Les médecins dentistes opteront pour « un tri des patients »
« Concernant les consultations de la médecine dentaire, on va recevoir que les patients qui présentent une urgence (douleurs aiguës, traumatismes, complications infectieuses…). Le CNOMDT a insisté sur « la prise de rendez-vous par téléphone, certains interrogatoires se feront à distance, il faut poser surtout les bonnes questions », a préconisé Dr. Gharbi. « Pour les anciens rendez-vous, le médecin seul, peut décider de l’urgence de l’intervention », précise-t-elle.
« En cas de consultation urgente, on recommande à tous les dentistes de vérifier, si le patient présente des symptômes comme la fièvre, la toux sèche ou bien s’il a séjourné à l’étranger avant de le prendre en charge.

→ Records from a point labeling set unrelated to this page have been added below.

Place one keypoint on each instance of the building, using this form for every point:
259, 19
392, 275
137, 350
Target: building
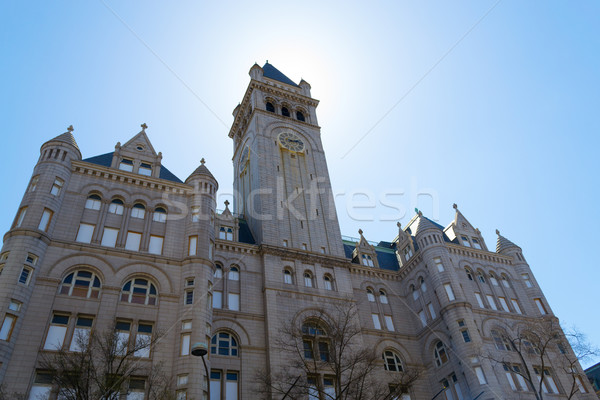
117, 241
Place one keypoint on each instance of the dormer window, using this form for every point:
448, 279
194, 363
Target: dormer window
126, 165
145, 169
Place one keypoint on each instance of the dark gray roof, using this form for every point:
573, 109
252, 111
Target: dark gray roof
271, 72
106, 159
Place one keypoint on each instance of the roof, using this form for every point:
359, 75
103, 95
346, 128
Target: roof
105, 160
271, 72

Ces mesures concernent surtout les dentistes qui sont les plus exposés ».
Mesures d’hygiène fermes dans les cabinets, outils à bannir, et renforcement des équipes d’intervenants
Dr. Gharbi a souligné « que dans ce contexte épidémiologique, les médecins estiment qu’il n’y a vraiment pas de patient sain. Toutes les personnes sont plutôt « potentiellement saines en ce moment ».
La vice-présidente du CNOMDT a parlé des restrictions concernant les outils médicaux d’intervention. « Durant la consultation, le dentiste est autorisé à utiliser ses instruments rotatifs, à savoir le turbine, le contre angle, protection avec masque FFP2, lunettes avec retour, ou masque chirurgicale avec la visière. On préconise également des sur-blouses, des sur-chaussures, et des calots ».

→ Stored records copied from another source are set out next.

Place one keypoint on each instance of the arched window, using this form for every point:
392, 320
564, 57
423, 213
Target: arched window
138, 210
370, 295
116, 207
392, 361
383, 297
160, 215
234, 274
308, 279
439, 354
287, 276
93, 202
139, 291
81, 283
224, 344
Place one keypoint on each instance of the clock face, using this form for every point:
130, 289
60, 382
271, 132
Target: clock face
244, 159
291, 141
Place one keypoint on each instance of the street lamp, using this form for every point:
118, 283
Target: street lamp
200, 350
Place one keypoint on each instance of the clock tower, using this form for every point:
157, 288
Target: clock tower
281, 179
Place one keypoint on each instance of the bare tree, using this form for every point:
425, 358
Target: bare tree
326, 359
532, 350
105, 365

« Pour éviter la contamination au sein du cabinet médical, on recommande d’espacer les rendez-vous, d’accueillir les patients un par un, renvoyer les patients n’ayant pas pris de rendez-vous par téléphone, et ne pas mélanger les patients suspects avec les patients potentiellement sains ».

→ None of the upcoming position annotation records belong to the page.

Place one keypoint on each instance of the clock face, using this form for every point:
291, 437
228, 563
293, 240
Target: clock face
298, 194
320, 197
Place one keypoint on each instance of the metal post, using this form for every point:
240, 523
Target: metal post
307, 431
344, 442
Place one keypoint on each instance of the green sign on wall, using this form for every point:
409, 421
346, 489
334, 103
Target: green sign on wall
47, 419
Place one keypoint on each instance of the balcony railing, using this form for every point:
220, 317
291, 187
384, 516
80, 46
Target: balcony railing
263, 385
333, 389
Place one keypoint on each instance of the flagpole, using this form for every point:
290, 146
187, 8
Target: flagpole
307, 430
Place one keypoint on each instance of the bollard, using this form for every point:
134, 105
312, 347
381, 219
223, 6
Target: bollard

« D’autre part, les mesures d’hygiène sont à prendre fermement, à savoir la désinfection de la salle d’attente, la salle de consultation, et les poignets toutes les heures. Il faudra aussi se débarrasser des magazines et revues et plantes, aérer la salle d’attente et la salle de soin. Pour les cabinets qui ne disposent pas d’autoclave classe B (stérilisateurs des outils médicaux), ils seront strictement interdits d’exercice. ».
« Il faut éviter également, les jets d’air qui proviennent du crachoir et opter pour l’aspirateur chirurgical et les rouleaux de coton ».
« Afin de mieux gérer l’acte médical, les dentistes sont appelés à renforcer leurs équipes avec le recrutement d’un instrumentiste, à part l’assistante et le médecin même. Une intervention médicale chez le dentiste nécessite 4 mains, deux souillées celles du médecin, et deux autres mains propres de l’assistance », a-t-elle expliqué, en concluant « qu’afin d’assurer une meilleure hygiène, renforcer le staff paramédical avec un instrumentiste serait nécessaire ».